Before you do anything, try to understand why you are feeling so upset. Are you comparing yourself to potential rivals? What do you feel insecure about? Remember that jealousy is born when we claim ownership of other people.

Where is he coming from? What are his role models? Could this behaviour be a `drug`, a way to hide his vulnerability that became a habit? Don`t you think he respects you more than the women he is looking at?

Communicate

Talk to him when you are both calm. Since you are the one suffering from the behaviour, it is your responsibility to bring it up.
Stay away from revenge.
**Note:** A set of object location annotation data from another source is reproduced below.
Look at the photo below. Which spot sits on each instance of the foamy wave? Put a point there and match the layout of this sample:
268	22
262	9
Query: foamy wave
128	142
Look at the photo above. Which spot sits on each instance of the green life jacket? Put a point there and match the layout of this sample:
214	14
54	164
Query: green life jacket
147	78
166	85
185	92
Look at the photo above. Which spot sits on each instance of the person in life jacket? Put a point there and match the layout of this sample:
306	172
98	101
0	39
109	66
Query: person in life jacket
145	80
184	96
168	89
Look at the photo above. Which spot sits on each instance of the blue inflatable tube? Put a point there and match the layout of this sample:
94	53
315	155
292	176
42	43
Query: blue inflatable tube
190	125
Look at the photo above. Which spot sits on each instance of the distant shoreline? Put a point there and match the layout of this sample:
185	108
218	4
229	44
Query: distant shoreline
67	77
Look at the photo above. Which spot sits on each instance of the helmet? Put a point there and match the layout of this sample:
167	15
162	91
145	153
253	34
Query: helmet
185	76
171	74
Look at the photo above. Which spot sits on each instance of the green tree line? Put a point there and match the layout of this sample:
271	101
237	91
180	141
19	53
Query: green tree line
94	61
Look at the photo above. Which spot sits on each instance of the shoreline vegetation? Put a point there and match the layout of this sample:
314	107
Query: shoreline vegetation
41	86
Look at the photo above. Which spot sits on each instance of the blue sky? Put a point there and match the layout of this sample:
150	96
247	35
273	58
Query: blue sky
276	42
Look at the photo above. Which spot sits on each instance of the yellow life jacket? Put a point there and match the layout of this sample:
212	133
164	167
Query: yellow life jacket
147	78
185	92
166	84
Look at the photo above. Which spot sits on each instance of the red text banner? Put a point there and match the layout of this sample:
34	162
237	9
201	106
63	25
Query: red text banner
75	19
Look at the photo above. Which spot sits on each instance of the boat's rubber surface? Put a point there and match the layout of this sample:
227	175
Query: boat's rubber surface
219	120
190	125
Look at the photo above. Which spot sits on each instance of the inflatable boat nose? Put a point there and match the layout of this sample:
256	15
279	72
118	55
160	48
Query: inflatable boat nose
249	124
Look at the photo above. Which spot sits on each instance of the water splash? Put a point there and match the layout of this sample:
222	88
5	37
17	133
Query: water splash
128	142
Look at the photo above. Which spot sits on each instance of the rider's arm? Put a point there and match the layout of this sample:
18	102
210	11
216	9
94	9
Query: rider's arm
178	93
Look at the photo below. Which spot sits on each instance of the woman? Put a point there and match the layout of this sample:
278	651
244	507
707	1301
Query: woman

Make sure you are not aggressive in your statements.
Explain how you feel, not how unsensitive you think he is.
Emphasize the positive aspects of the relationship and the reasons why you want it to last.
Give him a chance to answer, but realize he will probably be defensive.
If you are overwhelmed, remember you have the right to feel what you feel.
Decide beforehand on a sign or a gesture that would let him know silently that he is doing it again, since he might not be aware he is doing it.
At the time the situation is happening, refrain from nagging him.
Make sure you bring up the subject again later, once you have regained your composure.

This is not an easy communication, Jennifer, and it may not bring results right away. But don`t give up. You may be helping both Sam and yourself. Remember that his behaviour has probably taken years of `practice`. Give him time to unlearn. Happy relationships don`t just happen, they take a lot of work. Be patient and be strong!